Il existe un état intermédiaire entre la mort de la cellule cancéreuse et la résistance, appelé « persistance face au traitement ». Dans ce cas, les cellules ne meurent pas sous l’effet de la thérapie, mais cessent de se diviser activement. « Elles vont simplement tolérer le traitement le temps qu’il dure », explique la chercheuse. Étonnamment, lorsque la thérapie s’arrête, ces cellules redeviennent sensibles aux molécules thérapeutiques.

Toujours la même réaction

Pour explorer les mécanismes sous-jacents à cette tolérance, les scientifiques ont créé des « avatars » de cancer chez des souris immunodéficientes. Ces modèles permettent de reproduire les conditions de traitement des patientes et de comprendre la dynamique des cellules tolérantes. Les résultats ont montré que, quel que soit le traitement appliqué, les cellules cancéreuses réagissent de manière similaire, révélant une constance dans le comportement cellulaire.

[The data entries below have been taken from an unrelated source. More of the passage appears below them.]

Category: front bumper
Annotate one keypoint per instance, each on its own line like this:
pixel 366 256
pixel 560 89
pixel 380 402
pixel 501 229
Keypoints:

Une découverte d’envergure

Cette recherche a permis de découvrir une nouvelle caractéristique fondamentale des cancers. Les cellules tolérantes ne présentent pas de mutations génétiques particulières, mais s’adaptent de manière transitoire à la présence de molécules thérapeutiques. Céline Vallot souligne que cet état est réversible, offrant un espoir pour les patients.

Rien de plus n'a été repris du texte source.